La montagne, prise sous la neige blanche, lui avait apporté une paix indicible et il avait fait quelques belles photos avec un pied de ce décor féerique à tous les moments de la journée. Photos qu'ils revoyaient ensemble le lendemain.

Avant de partir, Bob prit Mary à témoin de ce qu'il avait découvert sur Internet et lui demanda:

-Penses-tu, parfois, devoir quitter la société qui t'emploie et recommencer à zéro ? Vendre des maisons et en construire, ce n'est plus la grande fougue des Américains quand on pense aux subprimes. 

-Non, pourquoi ? As-tu des intuitions qui te le ferait penser pour toi-même?

-Tu connais les affres de la crise qui touche toutes les entreprises. On restructure partout. On rajeunit les cadres. On rationalise les postes pour obtenir plus de bénéfices dans le rayon pharmacie.

-Je lis les journaux comme toi, mais ressens-tu cette tendance dans ta propre société? «Pharmastore» n'est pas une «start up». Marcovitch, le chef de Human Ressources m'a semblé très serein pour l'avenir de la société quand nous avons parlé pendant ta convalescence. On aura toujours besoin de médicaments surtout avec le vieillissement de la population.

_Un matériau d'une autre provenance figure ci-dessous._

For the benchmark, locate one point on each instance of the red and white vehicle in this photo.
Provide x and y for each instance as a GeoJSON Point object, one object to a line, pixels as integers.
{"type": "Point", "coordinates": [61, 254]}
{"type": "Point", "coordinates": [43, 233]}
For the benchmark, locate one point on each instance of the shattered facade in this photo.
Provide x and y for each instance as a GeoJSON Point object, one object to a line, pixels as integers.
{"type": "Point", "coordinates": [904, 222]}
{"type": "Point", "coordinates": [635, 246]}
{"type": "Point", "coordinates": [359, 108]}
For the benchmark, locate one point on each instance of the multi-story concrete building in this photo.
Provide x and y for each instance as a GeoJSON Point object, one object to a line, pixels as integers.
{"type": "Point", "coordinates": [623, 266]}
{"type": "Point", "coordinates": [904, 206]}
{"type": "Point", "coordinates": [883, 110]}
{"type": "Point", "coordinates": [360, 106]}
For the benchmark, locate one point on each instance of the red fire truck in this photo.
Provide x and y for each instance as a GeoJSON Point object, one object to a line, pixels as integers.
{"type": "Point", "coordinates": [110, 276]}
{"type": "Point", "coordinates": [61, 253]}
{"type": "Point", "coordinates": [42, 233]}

-C'est peut-être cela qu'il faut craindre. Quand il y a de l'argent en caisse. Une société se doit d'éliminer les éléments qui coûtent trop cher. Les branches trop vieilles comme moi, les actionnaires pourraient aimer les couper. Aujourd'hui, on met des jeunes fraîchement sortis des universités qui s'ils n'ont pas l'expérience, ont des avantages indéniables de connaître de nouvelles techniques de vente. Eux, ils aiment les titres ronflants et ne sont pas encore trop regardants sur le montant de leur fixe. C'est ça prévoir l'avenir pour une société dans le vent, non?

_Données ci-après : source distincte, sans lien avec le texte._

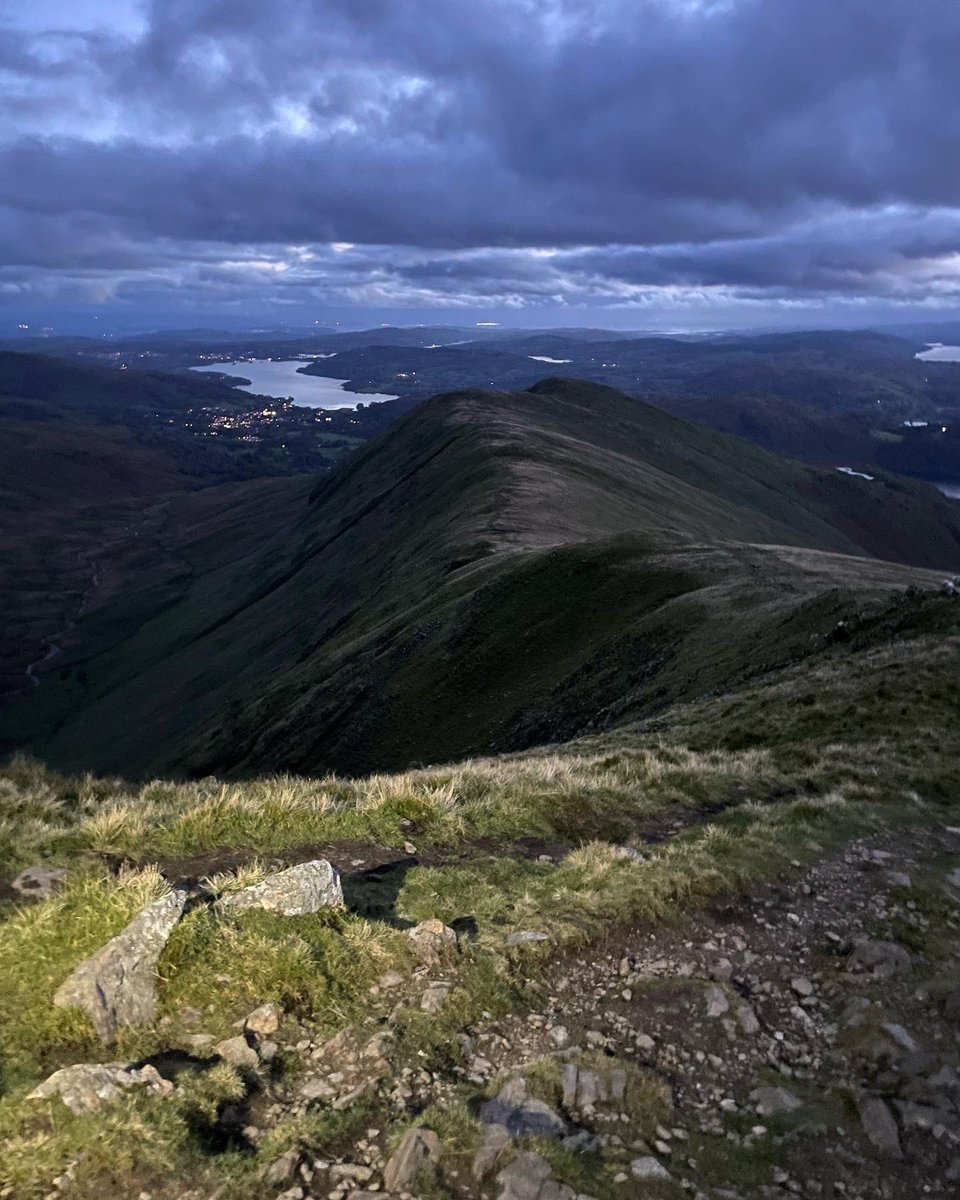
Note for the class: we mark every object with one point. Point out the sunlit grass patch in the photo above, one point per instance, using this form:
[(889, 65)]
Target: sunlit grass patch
[(40, 945)]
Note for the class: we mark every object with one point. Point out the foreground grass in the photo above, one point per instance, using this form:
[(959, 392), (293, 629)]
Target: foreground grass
[(768, 779)]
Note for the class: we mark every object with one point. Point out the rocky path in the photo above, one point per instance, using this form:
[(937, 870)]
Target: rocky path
[(801, 1041)]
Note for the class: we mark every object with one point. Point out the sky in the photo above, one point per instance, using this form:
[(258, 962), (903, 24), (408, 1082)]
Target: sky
[(627, 163)]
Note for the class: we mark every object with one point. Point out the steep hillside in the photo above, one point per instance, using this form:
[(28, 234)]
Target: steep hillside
[(496, 570)]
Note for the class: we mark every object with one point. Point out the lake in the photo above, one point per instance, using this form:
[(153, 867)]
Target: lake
[(940, 353), (283, 381)]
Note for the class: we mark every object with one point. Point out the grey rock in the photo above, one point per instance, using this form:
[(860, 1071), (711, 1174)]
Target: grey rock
[(496, 1139), (118, 984), (522, 1115), (717, 1001), (419, 1149), (747, 1019), (263, 1021), (198, 1041), (569, 1084), (528, 1179), (588, 1089), (39, 882), (431, 939), (526, 935), (85, 1086), (648, 1168), (881, 959), (899, 1036), (283, 1169), (880, 1128), (301, 889), (435, 997), (238, 1053), (774, 1101)]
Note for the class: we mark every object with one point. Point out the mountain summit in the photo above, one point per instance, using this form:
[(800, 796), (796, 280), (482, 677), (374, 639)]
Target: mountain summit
[(496, 570)]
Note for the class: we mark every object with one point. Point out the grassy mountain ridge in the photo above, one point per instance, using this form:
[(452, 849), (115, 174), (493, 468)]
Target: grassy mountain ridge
[(496, 569)]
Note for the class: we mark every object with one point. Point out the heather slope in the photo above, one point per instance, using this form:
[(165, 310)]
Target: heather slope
[(496, 570)]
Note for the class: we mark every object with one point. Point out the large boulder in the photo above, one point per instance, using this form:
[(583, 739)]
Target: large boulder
[(431, 940), (419, 1150), (880, 959), (295, 892), (520, 1114), (528, 1177), (39, 882), (118, 984), (87, 1085)]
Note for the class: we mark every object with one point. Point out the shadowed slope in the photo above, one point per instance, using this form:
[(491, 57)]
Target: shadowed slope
[(497, 569)]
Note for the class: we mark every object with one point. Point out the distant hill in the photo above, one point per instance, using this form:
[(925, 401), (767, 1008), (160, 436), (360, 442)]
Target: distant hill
[(495, 570)]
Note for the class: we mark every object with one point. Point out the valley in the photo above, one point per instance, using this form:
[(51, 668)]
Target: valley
[(528, 803)]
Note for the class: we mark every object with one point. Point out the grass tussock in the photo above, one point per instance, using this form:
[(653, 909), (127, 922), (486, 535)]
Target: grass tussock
[(756, 781)]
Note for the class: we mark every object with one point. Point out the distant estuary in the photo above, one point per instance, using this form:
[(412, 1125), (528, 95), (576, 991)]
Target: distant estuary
[(283, 381)]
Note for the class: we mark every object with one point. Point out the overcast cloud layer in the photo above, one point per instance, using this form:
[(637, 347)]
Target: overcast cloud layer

-Mon cher Bob, tu ferais peur à n'importe qui. Tu ferais pleurer le bébé qui vient de naître avec tes histoires. Tu es d'un triste à casser toute l'ambiance d'une fête. Je ne te suivrai pas dans cette voie. Nous avons passé une semaine de vacances exceptionnelle à deux sans tous ces soucis et te revoilà replongé dans la moise comme un oiseau de mauvaises augures.

Bob n'avait pas l'intention de la faire peur et encore moins de lui reparler de son aventure mystérieuse qu'il avait ressenti dans son court passé parallèle. Il voulait lui parler de ce qu'il avait découvert sur Internet, de ces rachats, des fusions de sociétés dans ce qui touchait la branche "pharmacie" et de la faire réfléchir au cas où il serait mis sur la sellette ou se retrouverait sur un siège éjectable. Sans plus. Le job de Mary était complètement différent. Il ne voulait pas la contrarier.

-D'accord. Dès ma rentrée, avant que je ne revienne sous l'emprise de la société, j'irai faire un tour parmi les collègues qui sont sensés en savoir un peu plus long au bureau. Le délit d'initié est puni par la loi mais pas pour ce qui est de se renseigner sur son propre avenir dans une société. Non?

La première partie du plan post-accident n'avait pas pris une mauvaise allure avec Mary. De ce côté, il était rassuré. Elle semblait ne plus avoir des envies d'aller voir si l'herbe était plus verte ailleurs. Il y avait quelques indices qu'il n'avait pas tout inventé. La tendresse était bien là, mais la tendresse seule ne fait pas un couple. Faire l'amour ne faisait plus partie de ses souvenirs depuis longtemps. Puisqu'il semblait que les bons sentiments reprenaient le dessus, il fallait bientôt confirmer ces sentiments.

Le deuxième volet, son avenir dans la société, demandait encore plus de suivi et de recherches, mais ce n'était qu'un début.

La suite de ses découvertes l'inquiétait plus.